El filme está construido sobre la intuición, y sobre las espaldas de unos personajes que esbozan matices en apenas unos gestos, unos diálogos, unos simples pasos.
La alumna aventajada Mar Coll cuenta con 28 años, un ojo cineasta innato y el mérito de haber dejado boquiabierto al Festival de Málaga con su opera prima, certamen cuyo palmarés ha optado por recompensar el esfuerzo de la joven realizadora catalana. Tres días con la familia tiene el honor de haber obtenido el Premio a la Mejor Dirección, a la Mejor Actriz (para Nausicaa Bonnin) y al Mejor Actor (para el siempre excelente Eduard Fernández). Cabe apuntar que la labor de todo el reparto podría ser digna de ser laureada, siendo parte esencial de un retrato que bien puede ser una instantánea cogida al azar de cualquier família, desvelando la lucha por dar forma una cortina de humo para que ésta se mantenga sobre un latido no percibido.

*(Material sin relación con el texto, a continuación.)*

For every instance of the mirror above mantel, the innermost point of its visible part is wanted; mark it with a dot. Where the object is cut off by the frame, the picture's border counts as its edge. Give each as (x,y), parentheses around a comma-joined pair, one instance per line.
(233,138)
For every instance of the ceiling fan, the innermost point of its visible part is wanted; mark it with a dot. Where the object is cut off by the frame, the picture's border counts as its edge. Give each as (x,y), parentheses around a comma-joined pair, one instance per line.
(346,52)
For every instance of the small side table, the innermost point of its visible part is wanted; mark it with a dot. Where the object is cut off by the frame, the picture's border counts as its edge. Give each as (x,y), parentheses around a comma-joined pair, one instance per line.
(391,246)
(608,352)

La obra viene con la curiosidad de ser el trabajo de fin de carrera de la cineasta novel en la Escuela de Cine y Audiovisuales de Cataluña (ESCAC), donde los mejores profesionales de su promoción han aportado su conocimiento del lenguaje cinematográfico para la composición de este relato ingrávido y a la vez árido. Cuenta con unos escasos 85 minutos, pero resulta el metraje perfecto para ofrecer esta crónica que, según su mano creadora, ha sido el fruto recogido de sus vivencias personales.

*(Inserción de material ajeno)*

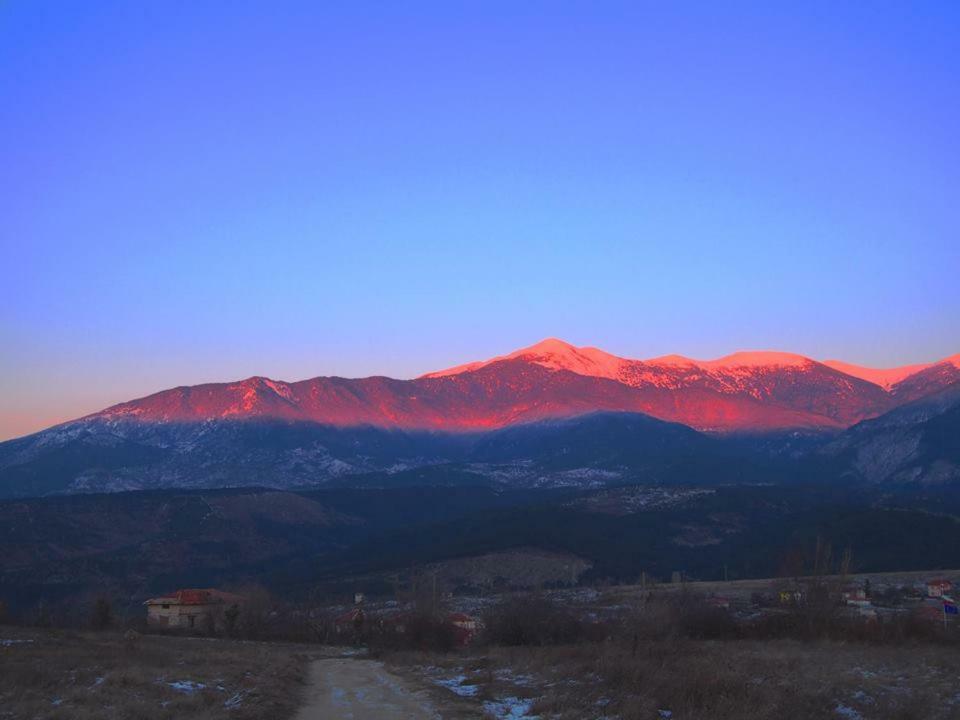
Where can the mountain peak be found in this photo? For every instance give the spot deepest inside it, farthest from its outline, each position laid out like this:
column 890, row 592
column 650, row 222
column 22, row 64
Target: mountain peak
column 759, row 358
column 884, row 377
column 554, row 354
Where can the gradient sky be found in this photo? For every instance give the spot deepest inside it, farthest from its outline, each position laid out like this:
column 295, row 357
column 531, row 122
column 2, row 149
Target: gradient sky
column 205, row 191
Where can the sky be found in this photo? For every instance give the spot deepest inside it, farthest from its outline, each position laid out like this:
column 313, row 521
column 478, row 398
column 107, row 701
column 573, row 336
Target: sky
column 196, row 192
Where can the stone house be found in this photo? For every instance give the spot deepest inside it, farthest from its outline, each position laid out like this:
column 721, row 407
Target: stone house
column 192, row 609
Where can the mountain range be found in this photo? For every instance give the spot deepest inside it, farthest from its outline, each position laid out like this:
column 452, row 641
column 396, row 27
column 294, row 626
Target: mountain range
column 550, row 414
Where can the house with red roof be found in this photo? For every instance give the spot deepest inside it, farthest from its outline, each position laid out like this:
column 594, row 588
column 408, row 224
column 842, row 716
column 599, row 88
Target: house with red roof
column 192, row 609
column 938, row 587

En su metraje, Coll se adentra en el universo de las relaciones familiares a través de Lea, personaje neurálgico en un proceso de autodefinición que observa como su mundo se mueve con rapidez sin que nadie le haya dado aviso. A través de sus ojos, el espectador atiende a su percepción del reencuentro de unos caracteres unidos por la consanguinidad, los rencores, y el sinsentido de las circunstancias que les rodean tras asisitir al funeral del patriarca, auténtico féretro del núcleo familiar. Los tres días a los que alude su título corresponden al velatorio, misa y entierro del finado. El filme está construido sobre la intuición, y sobre las espaldas de unos personajes que esbozan matices en apenas unos gestos, unos diálogos, unos simples pasos. Supone un torrente desnudo, de silencios afilados, miradas perdidas, planos estáticos que apuestan por la serenidad de los momentos y una sinfonía inagotable de conversaciones futiles en los que los personajes se escudan para tratar con sus sentimientos.

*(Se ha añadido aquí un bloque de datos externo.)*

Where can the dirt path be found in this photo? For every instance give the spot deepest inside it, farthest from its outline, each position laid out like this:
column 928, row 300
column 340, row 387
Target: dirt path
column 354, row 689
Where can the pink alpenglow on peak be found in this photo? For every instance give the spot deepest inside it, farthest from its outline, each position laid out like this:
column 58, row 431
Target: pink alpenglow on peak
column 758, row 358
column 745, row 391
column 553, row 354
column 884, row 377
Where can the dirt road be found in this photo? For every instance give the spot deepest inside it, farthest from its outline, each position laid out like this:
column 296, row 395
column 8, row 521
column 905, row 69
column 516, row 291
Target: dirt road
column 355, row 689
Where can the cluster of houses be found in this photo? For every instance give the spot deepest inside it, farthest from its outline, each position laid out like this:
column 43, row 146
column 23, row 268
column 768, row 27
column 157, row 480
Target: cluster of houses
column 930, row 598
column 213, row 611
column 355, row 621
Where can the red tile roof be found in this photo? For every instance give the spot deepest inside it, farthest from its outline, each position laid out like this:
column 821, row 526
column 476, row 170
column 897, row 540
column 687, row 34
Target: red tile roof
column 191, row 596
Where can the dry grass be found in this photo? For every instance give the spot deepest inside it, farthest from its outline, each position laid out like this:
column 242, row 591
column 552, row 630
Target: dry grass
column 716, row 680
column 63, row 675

Quizás la frialdad de sus emociones, algunas lagunas que quedan sobre el papel, y la ausencia del sentimiento puro, hagan que el espectador se sienta por momentos desorientado, sin poder encontrar una posible identificación que enriquezca su planteamiento argumental. La austeridad que insiste en mostrarse en cada plano también incide en el distanciamiento del patio de butacas, así como en la disección de la complejidad de lo que se está exponiendo. Coll lleva su despojo total de recursos al límite, además de mostrar voluntad de acercarse a la estética de cine más europea.
La verosimilitud de la galería de personajes abre sus manos mediante un lenguaje gestual cercano al improperio, mediante detalles reveladores. La directora perfila pues, una ópera prima que apunta notas hacia la carrera por los Goya, al menos en lo que a filme y dirección noveles se refiere.